De baarmoeder, in de medische wereld uterus genoemd bevindt zich onderin de buik van de vrouw. Zij bestaat uit het lichaam, de plaats waar de baby groeit en de baarmoederhals waaraan de baarmoedermond vastzit die in verbinding staat met de vagina. Aan het baarmoederlichaam zitten de eileiders vast. Een baarmoeder is het orgaan dat er zorg voor draagt dat wij ons voort kunnen planten. Het orgaan verzorgt niet alleen een veilige plek voor de baby om te groeien maar zorgt er ook voor dat we zwanger kunnen worden en blijven.
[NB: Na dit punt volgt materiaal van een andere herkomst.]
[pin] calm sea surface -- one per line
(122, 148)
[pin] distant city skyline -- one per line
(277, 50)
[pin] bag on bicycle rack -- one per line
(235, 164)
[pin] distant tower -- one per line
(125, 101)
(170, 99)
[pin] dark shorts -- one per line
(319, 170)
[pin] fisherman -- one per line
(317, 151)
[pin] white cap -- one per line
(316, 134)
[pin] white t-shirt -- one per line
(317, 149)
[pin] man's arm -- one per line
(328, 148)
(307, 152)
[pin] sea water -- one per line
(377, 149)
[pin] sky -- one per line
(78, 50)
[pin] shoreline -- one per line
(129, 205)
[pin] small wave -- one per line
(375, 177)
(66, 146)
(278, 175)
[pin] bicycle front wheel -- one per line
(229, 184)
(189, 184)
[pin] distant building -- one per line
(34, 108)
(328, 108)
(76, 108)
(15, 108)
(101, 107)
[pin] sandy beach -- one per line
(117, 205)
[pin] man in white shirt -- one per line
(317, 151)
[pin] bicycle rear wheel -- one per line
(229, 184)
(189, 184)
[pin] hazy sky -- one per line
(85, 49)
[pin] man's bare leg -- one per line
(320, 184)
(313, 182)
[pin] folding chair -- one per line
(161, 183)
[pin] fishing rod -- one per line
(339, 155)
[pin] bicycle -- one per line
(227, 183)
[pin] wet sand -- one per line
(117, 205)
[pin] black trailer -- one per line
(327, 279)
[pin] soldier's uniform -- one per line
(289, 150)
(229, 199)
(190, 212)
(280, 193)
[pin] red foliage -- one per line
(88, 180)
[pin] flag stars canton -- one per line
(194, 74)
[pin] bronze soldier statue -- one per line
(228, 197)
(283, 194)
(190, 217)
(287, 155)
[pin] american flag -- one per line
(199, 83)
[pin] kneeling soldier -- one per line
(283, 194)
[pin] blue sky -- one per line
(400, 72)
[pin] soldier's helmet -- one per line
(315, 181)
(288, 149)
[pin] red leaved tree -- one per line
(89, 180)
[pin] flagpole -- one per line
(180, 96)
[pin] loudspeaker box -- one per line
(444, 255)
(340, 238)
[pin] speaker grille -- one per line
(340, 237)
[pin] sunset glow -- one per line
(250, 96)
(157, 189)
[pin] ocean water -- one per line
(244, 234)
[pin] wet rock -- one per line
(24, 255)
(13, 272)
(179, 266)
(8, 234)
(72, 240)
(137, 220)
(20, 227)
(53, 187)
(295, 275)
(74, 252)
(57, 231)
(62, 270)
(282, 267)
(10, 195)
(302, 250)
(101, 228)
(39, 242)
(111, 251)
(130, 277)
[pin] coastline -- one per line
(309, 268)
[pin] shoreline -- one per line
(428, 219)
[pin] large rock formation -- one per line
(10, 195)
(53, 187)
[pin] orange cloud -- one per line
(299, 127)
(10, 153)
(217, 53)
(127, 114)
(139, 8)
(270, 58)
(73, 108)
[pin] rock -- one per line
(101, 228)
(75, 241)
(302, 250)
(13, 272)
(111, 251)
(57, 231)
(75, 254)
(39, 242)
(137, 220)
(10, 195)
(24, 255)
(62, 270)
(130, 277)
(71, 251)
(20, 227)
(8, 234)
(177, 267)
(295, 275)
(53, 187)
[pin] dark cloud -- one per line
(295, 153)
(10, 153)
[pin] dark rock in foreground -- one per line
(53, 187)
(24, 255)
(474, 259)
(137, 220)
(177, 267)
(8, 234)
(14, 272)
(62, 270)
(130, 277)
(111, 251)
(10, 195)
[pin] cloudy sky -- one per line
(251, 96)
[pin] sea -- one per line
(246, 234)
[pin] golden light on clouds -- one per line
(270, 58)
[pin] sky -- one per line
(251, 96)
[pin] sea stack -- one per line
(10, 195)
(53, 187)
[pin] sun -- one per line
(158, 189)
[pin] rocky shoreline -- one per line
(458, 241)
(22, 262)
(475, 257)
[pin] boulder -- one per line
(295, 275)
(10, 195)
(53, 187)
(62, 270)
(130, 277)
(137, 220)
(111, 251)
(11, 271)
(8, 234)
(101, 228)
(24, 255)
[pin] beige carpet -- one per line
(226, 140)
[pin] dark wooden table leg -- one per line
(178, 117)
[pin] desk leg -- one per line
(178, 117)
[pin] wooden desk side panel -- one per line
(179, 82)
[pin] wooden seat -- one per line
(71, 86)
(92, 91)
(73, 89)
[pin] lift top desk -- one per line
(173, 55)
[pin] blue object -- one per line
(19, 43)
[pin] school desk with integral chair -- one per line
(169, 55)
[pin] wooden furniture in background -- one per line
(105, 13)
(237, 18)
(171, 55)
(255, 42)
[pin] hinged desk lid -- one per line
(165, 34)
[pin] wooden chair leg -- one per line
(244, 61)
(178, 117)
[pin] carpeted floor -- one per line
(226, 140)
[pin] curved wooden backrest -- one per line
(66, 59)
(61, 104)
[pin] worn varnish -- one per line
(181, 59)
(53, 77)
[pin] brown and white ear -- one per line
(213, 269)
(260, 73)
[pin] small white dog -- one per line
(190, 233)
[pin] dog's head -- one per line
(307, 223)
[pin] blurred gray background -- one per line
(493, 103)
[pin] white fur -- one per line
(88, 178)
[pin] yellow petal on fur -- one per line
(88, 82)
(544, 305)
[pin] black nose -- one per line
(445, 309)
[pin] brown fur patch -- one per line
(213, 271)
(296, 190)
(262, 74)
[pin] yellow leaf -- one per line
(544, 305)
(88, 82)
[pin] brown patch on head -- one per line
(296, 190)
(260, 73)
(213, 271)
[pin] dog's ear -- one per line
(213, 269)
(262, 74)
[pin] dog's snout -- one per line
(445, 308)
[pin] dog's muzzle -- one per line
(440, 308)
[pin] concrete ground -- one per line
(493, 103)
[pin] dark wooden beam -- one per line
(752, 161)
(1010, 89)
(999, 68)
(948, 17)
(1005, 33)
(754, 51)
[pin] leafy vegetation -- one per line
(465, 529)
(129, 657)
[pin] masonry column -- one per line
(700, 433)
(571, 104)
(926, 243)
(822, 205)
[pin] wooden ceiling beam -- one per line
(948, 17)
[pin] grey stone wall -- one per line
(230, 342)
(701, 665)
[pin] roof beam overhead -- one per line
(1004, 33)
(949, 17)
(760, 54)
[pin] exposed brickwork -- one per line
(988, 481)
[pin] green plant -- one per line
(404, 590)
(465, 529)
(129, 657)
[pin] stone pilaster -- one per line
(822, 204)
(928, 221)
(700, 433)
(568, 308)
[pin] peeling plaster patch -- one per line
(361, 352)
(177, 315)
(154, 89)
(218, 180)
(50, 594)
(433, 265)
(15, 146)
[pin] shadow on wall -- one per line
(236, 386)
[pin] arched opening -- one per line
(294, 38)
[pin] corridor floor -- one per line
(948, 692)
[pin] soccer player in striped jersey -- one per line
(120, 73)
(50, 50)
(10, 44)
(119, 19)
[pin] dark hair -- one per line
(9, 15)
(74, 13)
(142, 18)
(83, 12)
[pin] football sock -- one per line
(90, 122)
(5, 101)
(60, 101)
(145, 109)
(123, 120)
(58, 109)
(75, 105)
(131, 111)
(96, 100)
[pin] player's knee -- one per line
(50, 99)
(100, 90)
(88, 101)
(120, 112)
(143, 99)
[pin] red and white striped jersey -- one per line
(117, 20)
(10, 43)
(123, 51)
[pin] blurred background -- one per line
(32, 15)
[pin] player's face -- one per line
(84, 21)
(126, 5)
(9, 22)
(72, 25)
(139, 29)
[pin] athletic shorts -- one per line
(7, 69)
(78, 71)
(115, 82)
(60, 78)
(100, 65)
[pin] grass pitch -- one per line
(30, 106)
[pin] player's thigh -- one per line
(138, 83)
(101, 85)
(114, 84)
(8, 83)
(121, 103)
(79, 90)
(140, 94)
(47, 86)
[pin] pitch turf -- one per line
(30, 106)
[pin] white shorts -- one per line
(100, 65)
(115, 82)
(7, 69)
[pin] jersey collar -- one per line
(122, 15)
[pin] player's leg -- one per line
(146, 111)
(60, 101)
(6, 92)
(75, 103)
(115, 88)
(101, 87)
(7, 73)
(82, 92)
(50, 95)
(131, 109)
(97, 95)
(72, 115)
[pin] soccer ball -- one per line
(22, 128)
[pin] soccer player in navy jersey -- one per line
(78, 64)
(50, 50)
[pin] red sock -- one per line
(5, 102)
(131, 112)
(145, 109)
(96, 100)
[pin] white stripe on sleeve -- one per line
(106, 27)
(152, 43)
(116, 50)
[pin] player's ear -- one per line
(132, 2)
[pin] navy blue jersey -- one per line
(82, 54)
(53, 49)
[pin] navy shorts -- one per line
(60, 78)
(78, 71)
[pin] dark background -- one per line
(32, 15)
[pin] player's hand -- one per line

De baarmoeder heeft de vorm van een peer en is aan de binnenkant bekleed met spierweefsel. Dit spierweefsel zorgt voor de weeën tijdens de bevalling. Aangesloten aan de baarmoeder zitten twee slagaders die voor de bloedtoevoer zorgen, de zogenaamde baarmoederarteriën. Deze slagaderen zitten links en rechts van de baarmoeder. Een baarmoeder is een tamelijk klein orgaan, ongeveer de grootte van een babyknuistje. Tijdens de zwangerschap rekken de wanden uit en groeit de baarmoeder mee met de baby. Na de zwangerschap blijft de baarmoeder meestal wat groter tot hij na de menopauze weer terug slinkt naar haar oude formaat.
Het baarmoederslijmvlies bestaat uit twee lagen, de basislaag en de laag die aangroeit onder invloed van de hormonen. De laag die aangroeit wordt als er geen zwangerschap ontstaat maandelijks afgestoten tijdens de menstruatie. Het baarmoederslijmvlies bevindt zich aan de binnenkant van de baarmoederholte. De laag die aangroeit noemt men ook wel de functionele laag omdat hierin het eitje zich vast nestelt.